Grey Talon penchera plus vers l’audiobook que l’audio drama à cause de son narrateur très présent qui nous contera chaque chose avec attention. Pourtant voir cette relation fraternelle se construire sous nos yeux sera réellement captivant, Chris Waight ajoutant plusieurs éléments justifiant les accords comme les désaccords de nos personnages. Par exemple, les flash back de l’Iron Hand durant son épreuve pour être accepté au sein de la légion illustreront bien sa mentalité actuelle.

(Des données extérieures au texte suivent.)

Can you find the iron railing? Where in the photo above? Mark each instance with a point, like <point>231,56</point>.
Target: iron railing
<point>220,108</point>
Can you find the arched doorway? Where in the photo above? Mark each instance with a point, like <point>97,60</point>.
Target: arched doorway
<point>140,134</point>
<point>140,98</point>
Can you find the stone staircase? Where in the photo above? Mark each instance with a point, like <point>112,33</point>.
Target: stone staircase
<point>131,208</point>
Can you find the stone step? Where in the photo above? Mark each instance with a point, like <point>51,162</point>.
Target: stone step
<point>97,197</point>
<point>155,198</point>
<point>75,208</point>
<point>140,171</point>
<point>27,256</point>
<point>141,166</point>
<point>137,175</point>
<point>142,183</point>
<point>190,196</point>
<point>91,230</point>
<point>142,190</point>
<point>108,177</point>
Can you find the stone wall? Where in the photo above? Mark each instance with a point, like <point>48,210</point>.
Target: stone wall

Finalement Grey Talon s’écoutera avec plaisir nous contant une histoire certes dispensable mais superbement mise en scène, avec des dialogues juste et qui sonnent vrai. Comme quoi en ces temps d’hérésie il y a toujours d’honnêtes hommes.

Les plus

  • Une introduction qui pose de bonnes bases pour suivre l'histoire et se sentir impliqué.
  • Un récit détaillé qui ne saute aucune étape et se permet même quelques agréables longueurs.
  • L'apparition de Shadrak Meduson.
  • Un récit abordant avec intelligence la perspective de Hibou Khan, un White Scar reconnaissant avoir fait une erreur dans le passé.
  • Une mise en scène efficace.
  • Une musique qui se veut discrète et pourtant ressortira avec panache pendant certaines scènes, soulignant la force des dialogues et leur enjeux.
  • Un épilogue cloturant bien le récit, ajoutant encore plus de détails et profondeur à notre héros.

Les moins

  • Des loyalistes dans un vaisseau portant les couleurs d'Horus, une hérésie ?
  • Une bataille un brin confuse. Davantage encore lorsque cette dernière est entièrement lu par notre narrateur, plutôt que d'avoir nos acteurs qui jouent.
3.5/5
Il m'a fallu du temps pour apprécier Grey Talon à sa juste valeur, son narrateur m'empêchant de bien apprécier l'envergure de l’œuvre. Néanmoins après plusieurs écoutes, cet audio a beaucoup de qualités.